I’ve been practicing this in particular of late with my collection of short stories (formerly Sixteen Seasons and yet to be re-released). I wrote them some time ago, more as a challenge to myself than for an audience. I plotted and planned many of these as well, and it shows. Some of them are weak or seem pointless. This last month, since I finished the manuscript for Odessa Moon, I’ve taken some time out to reexamine those stories. Some of them are really quite good, and I’m very proud of them, but I’ve decided to retract several others. In their place, I wanted to offer something new. A couple of these, as well, have come to me by way of dream. As with Cry of the Peacock, the ideas came to me by way of short scenes, by which I then began to imagine a context. I begin a rough outline of the major points, and then I let the scenes unfold in my head, playing them out from the beginning until I hit a snag–something I don’t understand or can’t work out. At night, I’ll lay in bed and play through the different scenarios, sometimes going back a bit where a fork in the road might have taken me in a different direction. Suddenly something snaps into place. It’s no longer a point I have to remember, but a memory, like it actually happened, It becomes fixed. The next day I write, at least as far as I can see the story so far. If there is more to write than I have time for, I’ll jot down a rough bit of outline, but it isn’t set in stone. And then I’ll search out what comes next. By using this meditative sort of method, I feel like I’m channeling more than writing.

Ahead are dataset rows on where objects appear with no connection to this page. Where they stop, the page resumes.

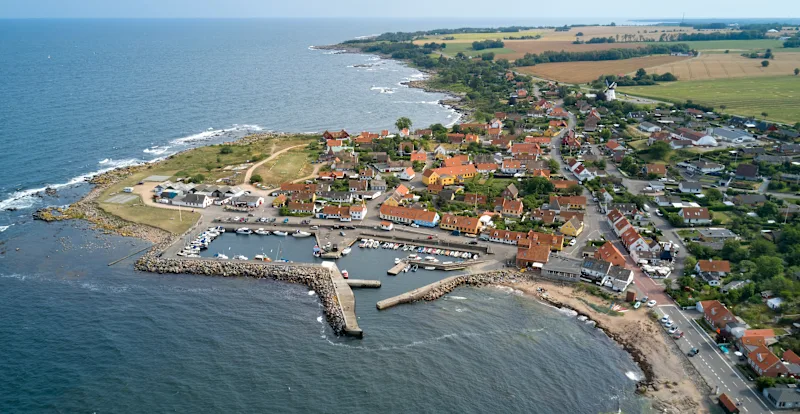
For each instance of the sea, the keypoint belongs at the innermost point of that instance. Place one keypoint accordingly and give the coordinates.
(77, 335)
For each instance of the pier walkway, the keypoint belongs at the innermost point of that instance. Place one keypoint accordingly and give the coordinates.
(347, 301)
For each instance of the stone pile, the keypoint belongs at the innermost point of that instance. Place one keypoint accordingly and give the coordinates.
(314, 277)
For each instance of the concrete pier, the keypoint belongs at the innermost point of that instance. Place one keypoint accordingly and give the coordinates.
(364, 283)
(347, 301)
(416, 294)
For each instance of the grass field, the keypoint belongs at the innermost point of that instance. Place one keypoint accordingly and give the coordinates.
(730, 65)
(172, 221)
(778, 96)
(581, 72)
(287, 167)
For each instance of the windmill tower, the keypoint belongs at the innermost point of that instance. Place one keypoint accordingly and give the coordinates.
(611, 93)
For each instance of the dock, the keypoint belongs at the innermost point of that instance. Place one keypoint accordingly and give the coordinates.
(414, 295)
(363, 283)
(346, 299)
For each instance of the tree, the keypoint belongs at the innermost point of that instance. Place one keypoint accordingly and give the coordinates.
(402, 123)
(659, 150)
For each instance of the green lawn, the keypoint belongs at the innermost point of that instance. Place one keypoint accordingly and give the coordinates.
(734, 45)
(778, 96)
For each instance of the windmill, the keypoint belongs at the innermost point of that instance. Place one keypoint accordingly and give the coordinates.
(610, 91)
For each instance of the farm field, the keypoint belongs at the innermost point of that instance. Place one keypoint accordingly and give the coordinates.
(728, 65)
(778, 96)
(582, 72)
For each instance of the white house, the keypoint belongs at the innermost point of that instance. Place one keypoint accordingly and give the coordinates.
(408, 174)
(690, 187)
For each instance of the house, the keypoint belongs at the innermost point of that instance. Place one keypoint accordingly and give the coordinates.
(735, 136)
(715, 313)
(749, 200)
(765, 363)
(468, 225)
(695, 215)
(573, 227)
(301, 208)
(656, 169)
(408, 174)
(407, 215)
(783, 396)
(535, 256)
(609, 253)
(705, 167)
(747, 172)
(690, 187)
(510, 191)
(712, 270)
(511, 167)
(194, 201)
(648, 127)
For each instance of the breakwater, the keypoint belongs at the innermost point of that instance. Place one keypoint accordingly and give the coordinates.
(315, 277)
(438, 289)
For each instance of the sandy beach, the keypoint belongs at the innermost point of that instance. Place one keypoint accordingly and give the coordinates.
(670, 380)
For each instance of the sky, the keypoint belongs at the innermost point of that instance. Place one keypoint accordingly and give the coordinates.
(594, 10)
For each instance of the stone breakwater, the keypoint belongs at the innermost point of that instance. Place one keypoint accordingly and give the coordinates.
(314, 277)
(438, 289)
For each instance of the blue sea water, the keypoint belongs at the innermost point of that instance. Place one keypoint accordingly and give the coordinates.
(77, 335)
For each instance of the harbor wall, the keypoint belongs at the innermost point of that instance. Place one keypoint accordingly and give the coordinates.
(438, 289)
(315, 277)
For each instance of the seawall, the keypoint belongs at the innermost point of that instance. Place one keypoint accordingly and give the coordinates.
(315, 277)
(438, 289)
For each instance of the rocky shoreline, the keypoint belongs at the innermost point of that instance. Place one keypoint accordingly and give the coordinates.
(314, 277)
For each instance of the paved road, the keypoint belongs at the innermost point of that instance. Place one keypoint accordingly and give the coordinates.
(717, 368)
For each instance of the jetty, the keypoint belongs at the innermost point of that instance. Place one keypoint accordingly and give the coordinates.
(346, 301)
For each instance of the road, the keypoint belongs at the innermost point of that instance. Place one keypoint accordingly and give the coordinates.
(715, 367)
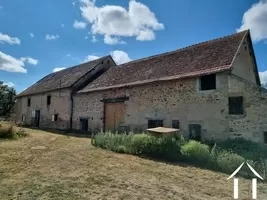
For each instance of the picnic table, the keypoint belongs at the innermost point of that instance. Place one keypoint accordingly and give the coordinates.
(161, 131)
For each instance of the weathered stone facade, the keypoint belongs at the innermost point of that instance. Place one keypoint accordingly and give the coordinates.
(60, 104)
(253, 123)
(181, 100)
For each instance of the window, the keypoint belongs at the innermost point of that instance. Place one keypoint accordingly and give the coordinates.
(54, 117)
(48, 100)
(208, 82)
(155, 123)
(235, 105)
(175, 124)
(83, 124)
(265, 137)
(195, 132)
(29, 102)
(23, 118)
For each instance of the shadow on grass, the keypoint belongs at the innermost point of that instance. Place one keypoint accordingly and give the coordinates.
(69, 133)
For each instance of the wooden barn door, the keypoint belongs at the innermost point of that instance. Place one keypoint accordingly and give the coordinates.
(114, 115)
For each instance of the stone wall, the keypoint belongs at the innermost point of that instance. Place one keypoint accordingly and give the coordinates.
(253, 123)
(60, 104)
(171, 100)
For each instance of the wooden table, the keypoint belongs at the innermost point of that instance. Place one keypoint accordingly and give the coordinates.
(161, 131)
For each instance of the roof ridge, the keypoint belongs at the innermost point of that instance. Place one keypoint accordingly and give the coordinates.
(79, 65)
(183, 48)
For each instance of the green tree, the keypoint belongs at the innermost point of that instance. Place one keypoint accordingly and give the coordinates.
(7, 100)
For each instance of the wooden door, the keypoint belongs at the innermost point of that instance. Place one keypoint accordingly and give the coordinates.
(114, 115)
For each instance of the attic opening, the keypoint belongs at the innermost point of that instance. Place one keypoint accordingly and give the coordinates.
(208, 82)
(155, 123)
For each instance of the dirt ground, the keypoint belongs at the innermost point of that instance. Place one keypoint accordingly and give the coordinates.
(51, 166)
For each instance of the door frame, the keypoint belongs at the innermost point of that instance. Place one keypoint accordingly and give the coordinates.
(111, 100)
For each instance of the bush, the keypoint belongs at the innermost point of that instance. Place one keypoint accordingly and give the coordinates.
(228, 161)
(246, 148)
(198, 153)
(140, 144)
(8, 131)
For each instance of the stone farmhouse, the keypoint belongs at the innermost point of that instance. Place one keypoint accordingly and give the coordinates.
(210, 90)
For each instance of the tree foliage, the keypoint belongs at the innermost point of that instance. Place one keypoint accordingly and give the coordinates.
(7, 100)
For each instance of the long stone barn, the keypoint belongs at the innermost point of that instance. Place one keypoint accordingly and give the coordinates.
(210, 91)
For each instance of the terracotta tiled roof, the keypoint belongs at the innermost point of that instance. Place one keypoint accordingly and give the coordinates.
(203, 58)
(62, 79)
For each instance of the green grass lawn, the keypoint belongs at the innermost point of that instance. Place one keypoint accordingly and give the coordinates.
(46, 165)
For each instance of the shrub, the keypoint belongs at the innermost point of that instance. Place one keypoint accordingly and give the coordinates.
(198, 153)
(246, 148)
(9, 131)
(228, 161)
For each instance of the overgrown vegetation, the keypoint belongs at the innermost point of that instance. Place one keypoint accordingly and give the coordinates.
(225, 156)
(9, 131)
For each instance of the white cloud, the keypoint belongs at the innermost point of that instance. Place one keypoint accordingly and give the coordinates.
(4, 38)
(51, 37)
(29, 60)
(90, 58)
(115, 21)
(263, 78)
(11, 64)
(58, 69)
(255, 19)
(79, 25)
(94, 39)
(9, 84)
(113, 40)
(120, 57)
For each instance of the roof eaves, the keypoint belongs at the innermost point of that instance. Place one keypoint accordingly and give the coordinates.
(187, 75)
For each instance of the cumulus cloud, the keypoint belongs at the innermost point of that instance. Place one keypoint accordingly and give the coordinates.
(9, 84)
(94, 39)
(11, 64)
(4, 38)
(120, 57)
(263, 77)
(57, 69)
(51, 37)
(90, 58)
(115, 21)
(255, 19)
(29, 60)
(79, 25)
(113, 40)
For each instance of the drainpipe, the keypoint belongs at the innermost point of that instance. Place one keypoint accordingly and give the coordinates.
(71, 110)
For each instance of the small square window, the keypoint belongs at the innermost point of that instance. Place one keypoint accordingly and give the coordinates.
(175, 124)
(48, 100)
(265, 137)
(54, 117)
(208, 82)
(236, 105)
(84, 124)
(155, 123)
(29, 102)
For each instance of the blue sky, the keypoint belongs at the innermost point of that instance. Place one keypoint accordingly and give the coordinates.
(38, 38)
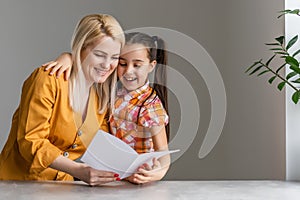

There is a concept of the more esoteric theories regarding time and space, and that being that time isn’t linear. In fact a good plot line isn’t linear, either. It’s circular. It makes a point, or introduces it, perhaps merely suggests it, and then comes back to it later, driving the point home. At any rate, it has been suggested, that, if time is not linear, perhaps what you are trying to create has already been created, and so, rather than trying to build it up from the bottom up, you can summon it back from some future form in which it was fully alive and perfect. In this way one might set the intention of tapping into one’s own future greatness. I really believe in intention, and I equally believe that we are much wiser and understand much more than we give ourselves credit for. If someone had told me that I would one day be writing a multi-volume dystopian series set in a post-apocalyptic future, and one that deals with world governments, high-tech fuel sources, and DNA modifications, I’d have told them they were crazy.
And yet, for some inexplicable reason that I have not yet begun to understand, here I am. And while I love Absinthe Moon and what the series is becoming, I can’t wait to get back to writing historicals. That’s where I really feel at home.
In the mean time, I have these short stories to tide me over. Perhaps you will enjoy them, as well, when they are ready. But that is an announcement for next time.
Until then, happy holidays, everyone!